In the song “Taxman,” George Harrison sang: “Let me tell you how it will be / There’s one for you, nineteen for me…” And when a fledgling filmmaker shops his art to the hordes of reps, distributors and sales agents at the upcoming American Film Market, the experience is not unlike an IRS audit without receipts and accountant.
That is, unless you’ve read Ben Yennie’s book, “The Guerrilla Rep: American Film Market Distribution on No Budget.” Yennie is a virtual Yoda when it comes to navigating AFM and creating a pitch strategy that will get your film to the next level, whatever that next level might be.
Debbie Brubaker, a producer of indies like “The Diary of a Teenage Girl,” considers Yennie’s book “a must for anyone who is planning to make or find distribution for an independent feature film.”
Yennie’s book is a reality check particularly for auteurs who focus only on completing production — and not on the very important business of what comes next. “There’s a sad truth many filmmakers don’t want to accept: There is no money in film making, only in film selling,” Yennie writes.
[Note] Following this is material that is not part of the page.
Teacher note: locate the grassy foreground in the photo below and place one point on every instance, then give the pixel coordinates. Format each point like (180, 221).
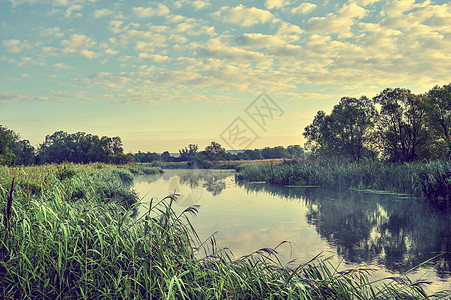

I had to read that twice. It’s like the advice given med students who think they are stepping into a lifestyle of country clubs and new BMWs.
For Mike Burstyn, who is seeking distribution for his feature debut “Azimuth,” “I considered distribution on the first day of shooting, since it was at that point that I knew I had something to distribute.”
The reality in Yennie’s approach may weed out those who have stepped off of the bus from Wichita with stars in their eyes. Filmmaking is a serious business that leverages art with relationship-building and personality-driven marketing. When you come to AFM, you are your own evangelist, and according to Yennie, you better do your homework.
For one thing, you should know the difference between a film market like AFM and a festival. A market is “centered around the commerce of film,” he said, whereas festivals like Sundance or Cannes have markets attached as well as core festival events celebrating the craft of filmmaking.
Those aren’t the only players. Yennie’s book profiles aggregators, line producers, producers of marketing and distribution, executive producers and others who will attach themselves to you like pilot fish to a shark.
And while film markets are typically all about the pitch, Yennie said to be ready when this time-tested follow-up question comes around: “What else ya got?”
Those words can land like a warm fart at Christmas. Yennie recommends that you bring three projects with you. “Opinions vary about the wisdom of splitting focus, but the advantage of bringing three films is that generally a buyer is looking for something very specific, and if he doesn’t like your lead pitch, you’ll need to launch immediately into your next pitch,” he advised.
This preparation could make the difference to turning a contact into someone who will actually take your call.